My First Chablis

And a bit of a disappointment at that. We took my younger brother, who was visiting us this past weekend, to the Melting Pot for dinner on Saturday. You’ll kind of see him mugging for the camera in the back of my picture. Our fondue for the night was sea-food heavy choice, with yummy lobster tails, so I decided to pick a white wine for the evening.

I chose a 1998 Regnard Chablis from France. It cost $40 and rang in at 12.5% alcohol by volume. I think this wine was past its prime. Or else I don’t know what to look for in a Chablis, also quite possible. The wine seemed tired, none of the flavors were very dominant and it was “blah” on the palate.

I found a bit of lemon and yeast on the nose. It smelled kind of like a very flat champagne. In the mouth there was some lemon and other vague citrus, with a bit of smoky vanilla. The flavors were reserved and the wine was dry. It was smooth and easy to drink, but overall, it just didn’t do too much for me.

6 Responses

  1. I have never had any luck with Chablis either. I, like you, should try a few. I am a taster that if I do not like the grape, I move on. Which actually should not be that way. I should just keep trying different vineyards or regions. Let me know if you come across a “winner”.

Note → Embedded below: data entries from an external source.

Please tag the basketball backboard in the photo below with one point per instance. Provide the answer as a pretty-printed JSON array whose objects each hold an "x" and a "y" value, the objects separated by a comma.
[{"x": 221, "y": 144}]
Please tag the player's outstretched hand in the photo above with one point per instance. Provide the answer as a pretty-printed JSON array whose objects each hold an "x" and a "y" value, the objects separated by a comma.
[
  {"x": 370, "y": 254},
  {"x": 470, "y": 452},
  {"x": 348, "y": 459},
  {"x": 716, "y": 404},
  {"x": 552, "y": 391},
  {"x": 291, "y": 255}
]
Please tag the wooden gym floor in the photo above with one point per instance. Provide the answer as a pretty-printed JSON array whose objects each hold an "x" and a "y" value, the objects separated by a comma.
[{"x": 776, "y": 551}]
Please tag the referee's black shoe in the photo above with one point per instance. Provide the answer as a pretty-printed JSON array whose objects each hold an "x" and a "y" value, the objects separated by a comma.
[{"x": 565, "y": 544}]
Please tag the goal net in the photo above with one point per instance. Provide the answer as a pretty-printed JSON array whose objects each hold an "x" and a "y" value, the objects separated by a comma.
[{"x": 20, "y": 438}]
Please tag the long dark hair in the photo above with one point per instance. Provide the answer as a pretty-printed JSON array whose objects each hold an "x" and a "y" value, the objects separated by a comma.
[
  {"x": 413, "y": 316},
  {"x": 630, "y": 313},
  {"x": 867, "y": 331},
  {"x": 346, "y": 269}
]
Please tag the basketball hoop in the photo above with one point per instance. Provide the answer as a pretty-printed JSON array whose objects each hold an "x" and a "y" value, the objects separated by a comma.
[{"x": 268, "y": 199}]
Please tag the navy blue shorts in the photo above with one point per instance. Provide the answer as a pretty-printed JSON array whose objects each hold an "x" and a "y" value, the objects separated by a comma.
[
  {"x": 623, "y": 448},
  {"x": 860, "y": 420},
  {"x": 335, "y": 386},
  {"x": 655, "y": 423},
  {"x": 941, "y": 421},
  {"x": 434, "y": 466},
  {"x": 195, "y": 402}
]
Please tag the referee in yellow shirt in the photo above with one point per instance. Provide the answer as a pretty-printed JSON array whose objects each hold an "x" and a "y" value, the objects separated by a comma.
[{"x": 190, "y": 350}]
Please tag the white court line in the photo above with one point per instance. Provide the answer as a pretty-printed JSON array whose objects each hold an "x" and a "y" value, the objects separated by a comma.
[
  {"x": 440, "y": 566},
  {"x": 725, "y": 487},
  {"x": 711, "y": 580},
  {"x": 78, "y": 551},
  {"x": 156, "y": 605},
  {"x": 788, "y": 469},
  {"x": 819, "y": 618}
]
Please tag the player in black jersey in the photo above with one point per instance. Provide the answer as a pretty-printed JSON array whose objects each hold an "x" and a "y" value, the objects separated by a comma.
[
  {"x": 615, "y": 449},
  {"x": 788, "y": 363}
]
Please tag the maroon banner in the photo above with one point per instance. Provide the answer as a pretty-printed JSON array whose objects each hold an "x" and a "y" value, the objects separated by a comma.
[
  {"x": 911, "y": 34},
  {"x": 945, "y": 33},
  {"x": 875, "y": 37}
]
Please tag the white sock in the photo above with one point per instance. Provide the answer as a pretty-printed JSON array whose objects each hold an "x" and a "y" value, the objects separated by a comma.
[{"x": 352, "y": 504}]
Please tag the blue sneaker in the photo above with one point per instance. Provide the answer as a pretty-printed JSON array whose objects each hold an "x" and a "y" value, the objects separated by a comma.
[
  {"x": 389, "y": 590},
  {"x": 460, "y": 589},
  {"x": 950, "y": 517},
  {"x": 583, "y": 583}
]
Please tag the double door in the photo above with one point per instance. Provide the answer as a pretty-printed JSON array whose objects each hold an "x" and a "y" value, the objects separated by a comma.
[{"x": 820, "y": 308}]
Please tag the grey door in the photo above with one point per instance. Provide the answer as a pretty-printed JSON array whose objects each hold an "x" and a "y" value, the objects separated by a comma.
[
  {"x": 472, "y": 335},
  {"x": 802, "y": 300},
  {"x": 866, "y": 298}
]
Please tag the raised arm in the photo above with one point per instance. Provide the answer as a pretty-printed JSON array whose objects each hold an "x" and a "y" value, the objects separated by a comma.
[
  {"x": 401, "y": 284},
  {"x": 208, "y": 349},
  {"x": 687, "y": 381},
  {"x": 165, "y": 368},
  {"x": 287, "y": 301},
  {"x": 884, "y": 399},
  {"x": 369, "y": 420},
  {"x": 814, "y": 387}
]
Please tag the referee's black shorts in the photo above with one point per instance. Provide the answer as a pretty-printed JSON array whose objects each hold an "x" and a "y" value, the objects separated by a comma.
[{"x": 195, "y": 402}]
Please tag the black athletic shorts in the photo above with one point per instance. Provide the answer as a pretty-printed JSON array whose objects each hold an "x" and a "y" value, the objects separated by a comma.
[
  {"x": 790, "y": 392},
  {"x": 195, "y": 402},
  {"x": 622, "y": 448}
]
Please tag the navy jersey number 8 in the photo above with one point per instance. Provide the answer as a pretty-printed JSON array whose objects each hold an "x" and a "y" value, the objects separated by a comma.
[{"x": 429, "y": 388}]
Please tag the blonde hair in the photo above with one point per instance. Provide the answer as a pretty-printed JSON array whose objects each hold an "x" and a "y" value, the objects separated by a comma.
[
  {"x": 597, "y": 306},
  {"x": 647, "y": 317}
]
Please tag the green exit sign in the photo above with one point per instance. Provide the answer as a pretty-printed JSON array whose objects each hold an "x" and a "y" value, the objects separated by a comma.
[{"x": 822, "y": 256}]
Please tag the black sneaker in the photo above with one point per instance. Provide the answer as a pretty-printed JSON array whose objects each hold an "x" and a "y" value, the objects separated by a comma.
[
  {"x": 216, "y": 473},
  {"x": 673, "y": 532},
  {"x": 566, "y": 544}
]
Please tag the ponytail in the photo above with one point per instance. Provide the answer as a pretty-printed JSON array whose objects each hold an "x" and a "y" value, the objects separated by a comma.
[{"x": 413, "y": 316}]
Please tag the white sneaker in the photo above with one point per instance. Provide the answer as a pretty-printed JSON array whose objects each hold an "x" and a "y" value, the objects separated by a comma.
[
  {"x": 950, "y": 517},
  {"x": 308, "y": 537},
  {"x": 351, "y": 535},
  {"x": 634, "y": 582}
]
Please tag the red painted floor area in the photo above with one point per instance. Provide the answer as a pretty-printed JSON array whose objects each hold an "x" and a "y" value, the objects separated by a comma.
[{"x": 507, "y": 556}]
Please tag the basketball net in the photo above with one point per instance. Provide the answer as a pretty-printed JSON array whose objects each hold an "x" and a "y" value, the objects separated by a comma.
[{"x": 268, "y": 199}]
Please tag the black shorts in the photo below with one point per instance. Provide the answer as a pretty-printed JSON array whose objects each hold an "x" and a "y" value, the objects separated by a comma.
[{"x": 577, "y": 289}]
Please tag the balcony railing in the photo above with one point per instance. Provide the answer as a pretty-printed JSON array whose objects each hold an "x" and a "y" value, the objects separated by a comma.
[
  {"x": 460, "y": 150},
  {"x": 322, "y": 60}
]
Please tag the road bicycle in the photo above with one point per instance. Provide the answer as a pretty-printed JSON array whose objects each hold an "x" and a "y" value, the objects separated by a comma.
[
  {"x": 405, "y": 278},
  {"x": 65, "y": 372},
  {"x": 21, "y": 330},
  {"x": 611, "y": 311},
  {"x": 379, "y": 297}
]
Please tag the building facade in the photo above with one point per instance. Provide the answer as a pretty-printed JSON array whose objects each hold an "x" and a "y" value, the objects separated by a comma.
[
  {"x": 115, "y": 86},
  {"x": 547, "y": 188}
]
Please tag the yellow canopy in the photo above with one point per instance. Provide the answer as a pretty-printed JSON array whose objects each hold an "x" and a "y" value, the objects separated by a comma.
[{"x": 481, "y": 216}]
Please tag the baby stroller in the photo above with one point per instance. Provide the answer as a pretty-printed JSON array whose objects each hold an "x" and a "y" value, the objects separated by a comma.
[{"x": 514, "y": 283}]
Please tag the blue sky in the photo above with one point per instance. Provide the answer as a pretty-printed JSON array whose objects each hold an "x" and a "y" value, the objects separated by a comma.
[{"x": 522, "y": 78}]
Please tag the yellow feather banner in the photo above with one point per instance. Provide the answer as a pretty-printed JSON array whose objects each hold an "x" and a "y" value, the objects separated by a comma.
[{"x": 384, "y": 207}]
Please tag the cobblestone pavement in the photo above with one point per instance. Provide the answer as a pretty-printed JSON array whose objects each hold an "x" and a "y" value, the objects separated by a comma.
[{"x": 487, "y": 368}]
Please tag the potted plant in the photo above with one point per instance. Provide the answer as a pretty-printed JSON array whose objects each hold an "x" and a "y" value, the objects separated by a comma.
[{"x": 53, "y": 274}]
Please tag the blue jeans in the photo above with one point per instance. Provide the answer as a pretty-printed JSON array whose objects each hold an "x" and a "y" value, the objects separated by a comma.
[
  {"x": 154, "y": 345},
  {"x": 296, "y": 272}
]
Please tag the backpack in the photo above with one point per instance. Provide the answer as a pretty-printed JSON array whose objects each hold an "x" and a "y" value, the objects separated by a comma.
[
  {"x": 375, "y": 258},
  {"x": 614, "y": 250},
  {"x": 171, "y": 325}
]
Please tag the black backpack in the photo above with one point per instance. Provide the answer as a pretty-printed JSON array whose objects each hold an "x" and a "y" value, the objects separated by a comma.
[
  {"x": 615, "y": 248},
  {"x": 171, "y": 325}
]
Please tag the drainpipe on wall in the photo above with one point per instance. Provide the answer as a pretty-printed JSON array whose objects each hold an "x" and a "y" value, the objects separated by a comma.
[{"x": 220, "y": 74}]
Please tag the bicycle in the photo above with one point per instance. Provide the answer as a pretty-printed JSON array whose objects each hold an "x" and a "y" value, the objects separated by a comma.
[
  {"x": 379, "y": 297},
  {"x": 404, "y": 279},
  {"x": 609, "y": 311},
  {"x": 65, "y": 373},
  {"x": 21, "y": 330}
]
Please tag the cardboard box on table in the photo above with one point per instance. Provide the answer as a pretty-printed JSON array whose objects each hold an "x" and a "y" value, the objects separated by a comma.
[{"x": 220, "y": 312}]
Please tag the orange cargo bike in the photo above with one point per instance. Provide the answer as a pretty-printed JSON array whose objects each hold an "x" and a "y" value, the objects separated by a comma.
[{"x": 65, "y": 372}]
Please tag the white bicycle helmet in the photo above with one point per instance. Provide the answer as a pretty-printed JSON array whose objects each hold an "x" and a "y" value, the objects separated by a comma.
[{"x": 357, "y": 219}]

  2. I really like Chablis! Try Fevre…a great producer. $40 maybe for retail (don’t buy at a restaurant) will get you a great bottle. Give it another chance! Should have minerality, crispness, acidity, and stoniness to it. Fruit flavors are usually subdued, but citrus can be prominent.

  3. Definitely don’t give up on Chablis based on this experience, S. It sounds indeed like the wine was either past its prime or, more likely, had been mishandled. A suggestion I might make for ordering any wine, Chablis included, in restaurants: avoid older vintages unless you’re absolutely sure you’re in a place with a serious wine program and with proper storage and procurement practices.

  4. I think it’s tough ordering wine in a restaurant, especially if you haven’t been that restaurant before.

    Try researching one and trying it at home — that would be my suggestion if you want to try another Chablis.

  5. I have to agree with David on this one. At $40 in the restaurant you have to figure that the wine would be about $20 (or less) retail and so would not really be expected to be age-worthy at that price point.

    Also, and this is where your wine-geekyness shows through, you should file away the fact that there were oxidation issues in the late ’90s white Burgundies which led them to age prematurely. Many lay this at the feet of bad corks.

    But please do not be put off of Chablis. I am not a chard person at all, but they can be great with simply done white fish with lemon and are a classic pairing with oysters and the like. There should be good ’04s & ’05s on the market now and ’02 was a good vintage as well.

  6. And it’s also possible, as you said, that the wine was simply past its prime. 98 village level Chablis should probably be gone already. They don’t last as long as the 1er Cru or Grand Cru stuff. My favorite producer lately for drinking now is Picq – try the 2005 village level Chablis or for another $5, the vieille vignes. YUM.